My vision proceeded to gradually grow worse from there, and by the time I was 11, I had developed a constant headache that my doctors didn’t really address. They said “oh, it’s a migraine, try these!” The meds never worked. I told them. I told my mom. Nothing really came of it. “Some people just get migraines,” they said, and it eventually ended up being that the only thing that helped was absurd amounts of caffeine. That is how I got into drinking coffee and soda. Because it helped, and it was the only thing that did.
I got glasses when I was almost 13, and between 13 and nearly 23, I have developed a “lazy eye”, that magically switches from eye to eye, and I can almost always tell you which eye is “active”, or straight in appearance. Also, I now have an astigmatism in my stronger eye, and what started as “it appears that her eyes are only slightly off from 20/20,” has turned into “your script only changed a little, that should not impede your day to day life.”

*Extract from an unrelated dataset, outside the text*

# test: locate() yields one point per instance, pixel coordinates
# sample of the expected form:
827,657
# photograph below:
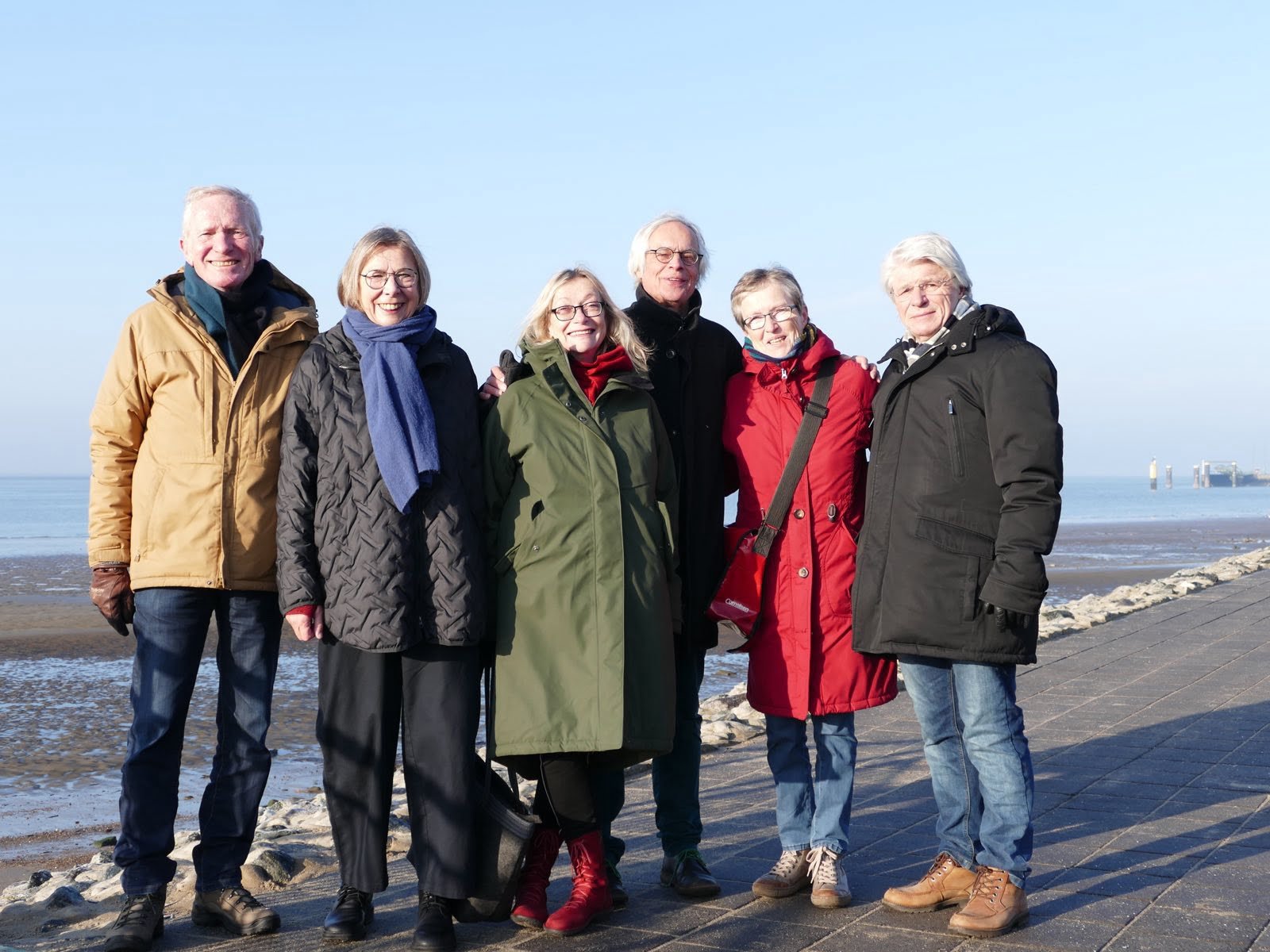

The last optometrist I saw, I asked him about it, told him that im almost 23 and can’t drive because of it, which confused him. So i had to explain that when im behind the wheel of a car, because teust me when I say I TRIED to learn how to drive, that my eyes “switch back and forth” rapidly (again, the whole “active eye” thing), and that the yellow line in the road, at that point, is rapidly moving several feet to nthe left and right, over and over, and making it impossible for me to tell where the fuck I am in my lane. He looked mildly confused, like what i was saying sounded absolutely wild, but he said “I’ll write you a referral to a visual therapist.” I never made it to see her, because I did not have the job I do now.
So I have I known for a while that I NEED to see an opthamologist. A LONG while. But I now might be able to afford it.
(Medical neglect: because no one can AFFORD to take care of their physical health anymore).
I will admonish you to move this to the top of the list. Look up a list of known chronic or lethal diseases with ocular side effects.
Cancer, diabetes, heart disease, lover and kidney failure, and so on…
Odd things occurring in the eye are one of the first signs of a serious problem. So please do always…ALWAYS, see to your eyes first.